A recent Cochrane review, investigating the effects of a single-dose of etomidate in critically ill patients on mortality, morbidity or healthcare resource utilization, could not reveal any clear answers [
8]. However, an increased risk of adrenal gland dysfunction and multi-organ system dysfunction by a small amount was observed. This review was able to include seven studies for the analysis, of which only two studies included traumatized patients. This again demonstrates how limited the available data in this patient population is.

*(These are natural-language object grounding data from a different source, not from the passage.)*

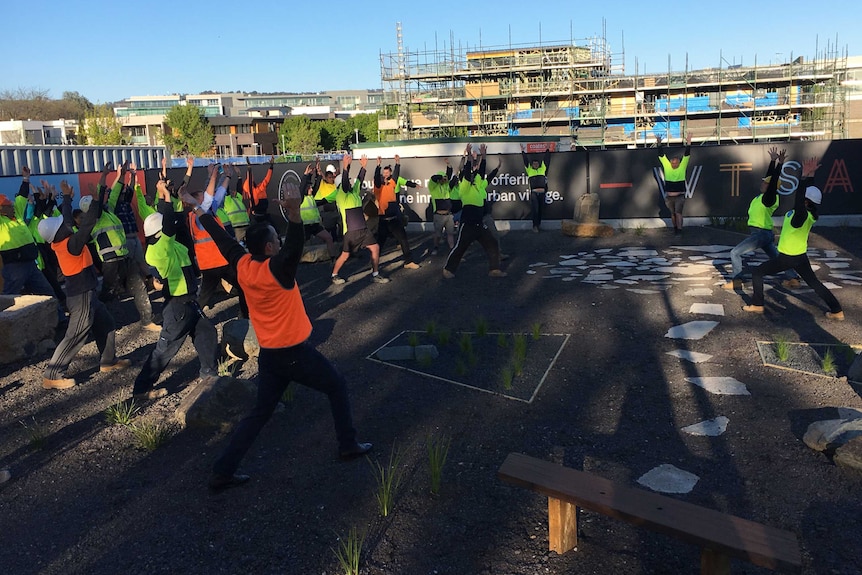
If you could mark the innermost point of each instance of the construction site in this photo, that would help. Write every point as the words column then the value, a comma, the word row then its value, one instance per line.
column 578, row 89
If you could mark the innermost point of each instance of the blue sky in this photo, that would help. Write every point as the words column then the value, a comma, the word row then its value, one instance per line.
column 110, row 50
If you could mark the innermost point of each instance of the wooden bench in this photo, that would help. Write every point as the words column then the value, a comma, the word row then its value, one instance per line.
column 719, row 535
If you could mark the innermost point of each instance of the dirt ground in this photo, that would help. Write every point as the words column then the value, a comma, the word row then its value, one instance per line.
column 84, row 498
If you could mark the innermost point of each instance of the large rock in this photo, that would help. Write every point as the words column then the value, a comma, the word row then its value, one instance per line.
column 217, row 402
column 239, row 340
column 579, row 230
column 830, row 434
column 849, row 455
column 25, row 324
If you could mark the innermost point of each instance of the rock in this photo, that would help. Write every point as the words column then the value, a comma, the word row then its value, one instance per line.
column 849, row 455
column 579, row 230
column 829, row 434
column 855, row 371
column 30, row 320
column 315, row 253
column 217, row 402
column 239, row 339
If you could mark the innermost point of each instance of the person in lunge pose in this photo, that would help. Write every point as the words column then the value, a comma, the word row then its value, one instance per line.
column 793, row 245
column 760, row 212
column 674, row 181
column 267, row 274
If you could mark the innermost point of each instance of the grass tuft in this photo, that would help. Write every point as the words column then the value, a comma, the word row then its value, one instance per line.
column 388, row 479
column 122, row 413
column 349, row 551
column 438, row 450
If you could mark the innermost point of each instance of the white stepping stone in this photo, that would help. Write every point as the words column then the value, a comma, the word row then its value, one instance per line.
column 720, row 385
column 692, row 356
column 707, row 308
column 691, row 330
column 667, row 478
column 709, row 428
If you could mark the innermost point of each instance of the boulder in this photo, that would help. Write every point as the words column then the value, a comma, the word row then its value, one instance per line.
column 849, row 455
column 829, row 434
column 24, row 325
column 239, row 340
column 217, row 402
column 586, row 230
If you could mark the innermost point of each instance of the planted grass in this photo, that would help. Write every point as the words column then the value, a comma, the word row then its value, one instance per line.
column 388, row 477
column 122, row 413
column 349, row 551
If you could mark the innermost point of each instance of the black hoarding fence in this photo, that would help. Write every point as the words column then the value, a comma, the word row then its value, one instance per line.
column 722, row 180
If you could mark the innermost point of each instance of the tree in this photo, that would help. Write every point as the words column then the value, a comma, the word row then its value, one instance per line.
column 100, row 127
column 189, row 131
column 301, row 135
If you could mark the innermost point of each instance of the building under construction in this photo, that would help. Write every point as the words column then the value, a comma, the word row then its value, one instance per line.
column 576, row 89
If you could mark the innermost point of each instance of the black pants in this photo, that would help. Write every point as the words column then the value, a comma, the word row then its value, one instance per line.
column 802, row 266
column 393, row 227
column 468, row 233
column 86, row 313
column 182, row 317
column 210, row 282
column 277, row 368
column 123, row 274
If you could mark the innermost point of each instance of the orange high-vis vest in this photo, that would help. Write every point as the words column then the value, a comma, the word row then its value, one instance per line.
column 277, row 314
column 70, row 264
column 206, row 252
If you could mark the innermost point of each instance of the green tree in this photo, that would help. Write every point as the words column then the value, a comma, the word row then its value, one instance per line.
column 301, row 135
column 189, row 131
column 100, row 127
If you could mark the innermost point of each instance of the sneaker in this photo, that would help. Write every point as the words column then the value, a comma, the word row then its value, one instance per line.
column 117, row 365
column 221, row 482
column 150, row 395
column 354, row 451
column 64, row 383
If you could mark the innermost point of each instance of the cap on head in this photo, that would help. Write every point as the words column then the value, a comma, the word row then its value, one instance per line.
column 48, row 228
column 153, row 224
column 814, row 194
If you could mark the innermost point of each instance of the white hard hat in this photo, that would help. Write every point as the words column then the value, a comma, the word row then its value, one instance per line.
column 153, row 224
column 85, row 202
column 814, row 194
column 48, row 228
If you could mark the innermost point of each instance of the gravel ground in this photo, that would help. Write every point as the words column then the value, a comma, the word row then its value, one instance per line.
column 85, row 498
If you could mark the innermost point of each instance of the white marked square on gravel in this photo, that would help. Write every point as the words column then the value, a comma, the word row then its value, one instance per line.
column 667, row 478
column 691, row 330
column 692, row 356
column 707, row 308
column 720, row 385
column 709, row 428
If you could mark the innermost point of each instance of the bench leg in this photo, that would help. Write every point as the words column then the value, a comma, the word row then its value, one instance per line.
column 713, row 562
column 562, row 525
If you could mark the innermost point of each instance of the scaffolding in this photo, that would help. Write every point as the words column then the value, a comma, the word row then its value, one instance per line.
column 579, row 89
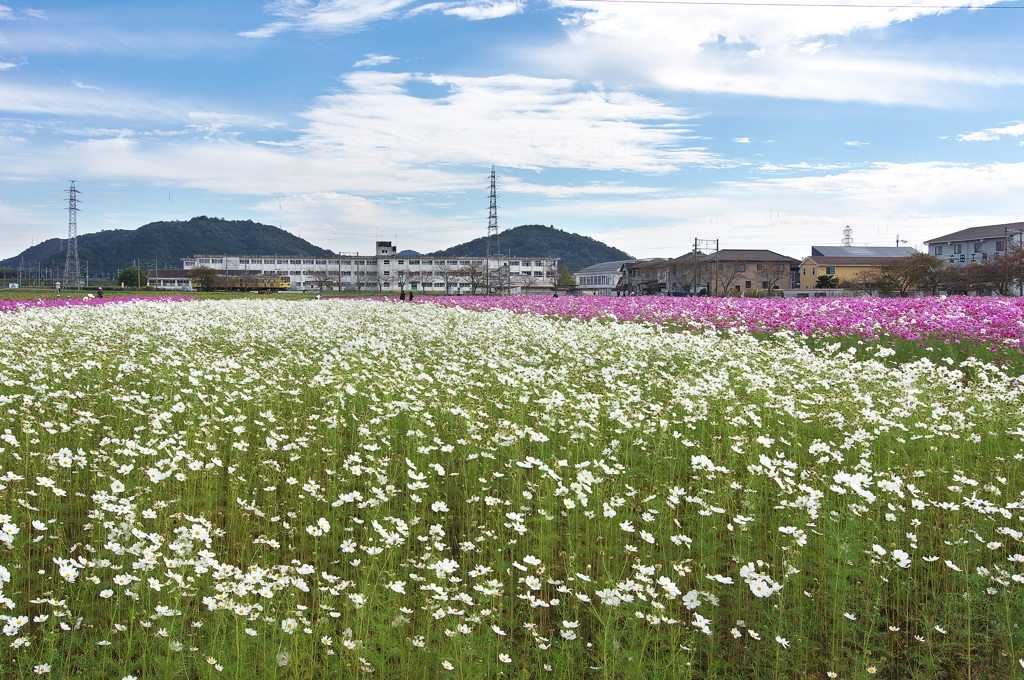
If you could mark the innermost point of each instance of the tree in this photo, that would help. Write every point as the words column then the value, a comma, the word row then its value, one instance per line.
column 402, row 278
column 827, row 281
column 473, row 274
column 324, row 279
column 448, row 273
column 525, row 282
column 204, row 278
column 905, row 273
column 365, row 278
column 1003, row 274
column 774, row 273
column 565, row 279
column 133, row 278
column 683, row 272
column 726, row 275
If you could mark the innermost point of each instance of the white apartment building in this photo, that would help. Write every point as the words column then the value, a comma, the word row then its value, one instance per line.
column 386, row 270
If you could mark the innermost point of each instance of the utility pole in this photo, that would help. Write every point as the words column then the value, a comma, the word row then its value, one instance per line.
column 73, row 268
column 494, row 248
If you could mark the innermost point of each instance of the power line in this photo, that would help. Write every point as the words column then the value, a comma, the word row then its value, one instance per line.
column 797, row 4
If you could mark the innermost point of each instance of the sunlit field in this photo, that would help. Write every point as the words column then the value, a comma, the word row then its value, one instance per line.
column 274, row 489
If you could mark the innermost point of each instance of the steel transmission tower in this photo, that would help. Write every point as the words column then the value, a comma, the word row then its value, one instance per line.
column 494, row 247
column 73, row 269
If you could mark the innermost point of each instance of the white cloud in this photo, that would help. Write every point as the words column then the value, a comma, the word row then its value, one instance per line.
column 375, row 60
column 351, row 15
column 916, row 201
column 326, row 15
column 513, row 121
column 766, row 51
column 208, row 121
column 22, row 98
column 991, row 134
column 484, row 9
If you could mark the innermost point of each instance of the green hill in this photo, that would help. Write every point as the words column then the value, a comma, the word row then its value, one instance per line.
column 573, row 250
column 164, row 244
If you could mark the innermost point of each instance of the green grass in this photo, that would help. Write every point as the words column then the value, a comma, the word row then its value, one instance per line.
column 584, row 479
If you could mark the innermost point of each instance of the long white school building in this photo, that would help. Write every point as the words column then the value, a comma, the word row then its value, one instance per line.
column 383, row 270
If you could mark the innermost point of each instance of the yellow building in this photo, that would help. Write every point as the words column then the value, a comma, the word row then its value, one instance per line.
column 846, row 262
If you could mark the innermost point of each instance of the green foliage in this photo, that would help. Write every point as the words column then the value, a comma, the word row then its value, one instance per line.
column 133, row 278
column 162, row 245
column 572, row 250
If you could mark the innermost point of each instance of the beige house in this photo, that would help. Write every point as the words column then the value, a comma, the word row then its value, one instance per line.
column 848, row 263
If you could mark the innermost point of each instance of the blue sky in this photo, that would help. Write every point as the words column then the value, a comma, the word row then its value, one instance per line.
column 640, row 124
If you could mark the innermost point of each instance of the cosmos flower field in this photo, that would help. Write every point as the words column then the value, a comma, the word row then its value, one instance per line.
column 275, row 489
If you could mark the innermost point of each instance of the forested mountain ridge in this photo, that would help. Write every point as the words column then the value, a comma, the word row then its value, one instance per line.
column 572, row 250
column 164, row 244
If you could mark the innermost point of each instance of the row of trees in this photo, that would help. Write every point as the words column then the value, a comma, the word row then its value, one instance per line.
column 922, row 271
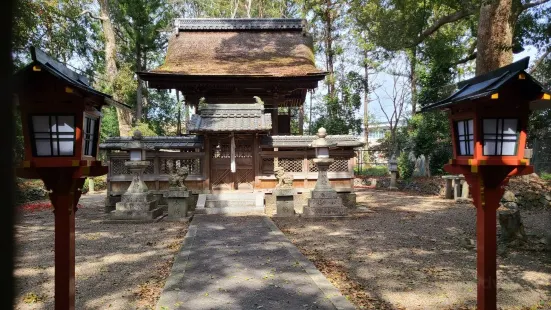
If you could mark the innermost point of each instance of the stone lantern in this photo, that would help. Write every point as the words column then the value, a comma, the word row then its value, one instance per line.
column 137, row 203
column 393, row 169
column 61, row 119
column 488, row 117
column 325, row 201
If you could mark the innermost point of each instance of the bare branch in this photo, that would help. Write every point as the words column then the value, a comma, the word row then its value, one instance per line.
column 540, row 60
column 92, row 15
column 528, row 5
column 443, row 21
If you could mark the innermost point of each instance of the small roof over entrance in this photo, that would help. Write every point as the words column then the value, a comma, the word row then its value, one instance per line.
column 250, row 47
column 231, row 117
column 232, row 60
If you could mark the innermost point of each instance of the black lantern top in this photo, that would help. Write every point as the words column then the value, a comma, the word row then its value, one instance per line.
column 491, row 83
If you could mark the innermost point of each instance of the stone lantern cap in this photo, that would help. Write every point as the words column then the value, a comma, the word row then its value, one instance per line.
column 321, row 141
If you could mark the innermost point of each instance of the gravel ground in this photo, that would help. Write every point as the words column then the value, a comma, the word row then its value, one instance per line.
column 413, row 252
column 118, row 266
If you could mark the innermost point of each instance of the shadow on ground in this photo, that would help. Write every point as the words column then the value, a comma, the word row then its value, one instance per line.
column 416, row 252
column 117, row 266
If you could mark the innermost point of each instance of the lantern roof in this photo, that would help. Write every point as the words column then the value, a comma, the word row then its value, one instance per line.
column 348, row 141
column 176, row 143
column 492, row 82
column 45, row 62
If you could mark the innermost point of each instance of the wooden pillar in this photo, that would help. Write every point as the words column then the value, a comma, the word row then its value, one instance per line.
column 256, row 160
column 486, row 248
column 487, row 188
column 206, row 163
column 301, row 120
column 305, row 168
column 64, row 195
column 275, row 106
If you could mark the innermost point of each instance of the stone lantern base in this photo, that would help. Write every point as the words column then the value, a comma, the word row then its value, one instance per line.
column 285, row 205
column 325, row 204
column 325, row 201
column 177, row 200
column 137, row 204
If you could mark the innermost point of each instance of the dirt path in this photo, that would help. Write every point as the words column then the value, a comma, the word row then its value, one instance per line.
column 415, row 252
column 118, row 266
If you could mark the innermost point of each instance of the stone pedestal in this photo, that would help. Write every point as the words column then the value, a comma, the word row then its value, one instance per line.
column 285, row 204
column 325, row 201
column 177, row 200
column 137, row 203
column 393, row 180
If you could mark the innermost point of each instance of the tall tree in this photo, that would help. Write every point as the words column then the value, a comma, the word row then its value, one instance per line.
column 124, row 117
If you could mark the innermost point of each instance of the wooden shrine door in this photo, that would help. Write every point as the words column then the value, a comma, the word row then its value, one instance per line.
column 222, row 179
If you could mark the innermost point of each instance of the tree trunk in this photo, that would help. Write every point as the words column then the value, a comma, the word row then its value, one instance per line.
column 124, row 117
column 139, row 94
column 366, row 102
column 413, row 80
column 329, row 49
column 301, row 120
column 179, row 105
column 495, row 36
column 511, row 225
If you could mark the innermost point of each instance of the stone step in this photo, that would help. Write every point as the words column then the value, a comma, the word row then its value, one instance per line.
column 230, row 203
column 231, row 210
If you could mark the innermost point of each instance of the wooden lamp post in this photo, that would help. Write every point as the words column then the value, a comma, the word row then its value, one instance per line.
column 61, row 121
column 488, row 119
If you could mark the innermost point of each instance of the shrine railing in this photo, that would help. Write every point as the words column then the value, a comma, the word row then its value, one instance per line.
column 162, row 165
column 301, row 165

A main limitation for our study is its retrospective nature and the choice of anesthetics at discretion of the emergency physician, not according to a standardized protocol. Data is further limited as exact dosages of induction agents have not been documented in our electronical HEMS database. The NON-ETO group includes patients receiving several different anesthetic agents (thiopental, propofol, ketamine, midazolam). This again reflects the selection of anesthetics at discretion of the emergency physician. All of these drugs are routinely used in pre-hospital trauma anesthesia in Germany. Furthermore, when the two respective databases were merged, out of 5301 patients in the ADAC Air Rescue Service database only 1910 could be assigned to a case in the TR-DGU. A main reason for this is the number of hospitals participating in the TR-DGU over the study period. As shown in Fig.
2 we were able to increase the patient recruitment in each year over the study period due to more hospitals participating in TR-DGU. The documentation of data was incomplete and inconsistent with respect to morbidity (organ failure, sepsis). Also, the cause of death (e.g. bleeding, brain death, organ failure) is not documented in the TR-DGU.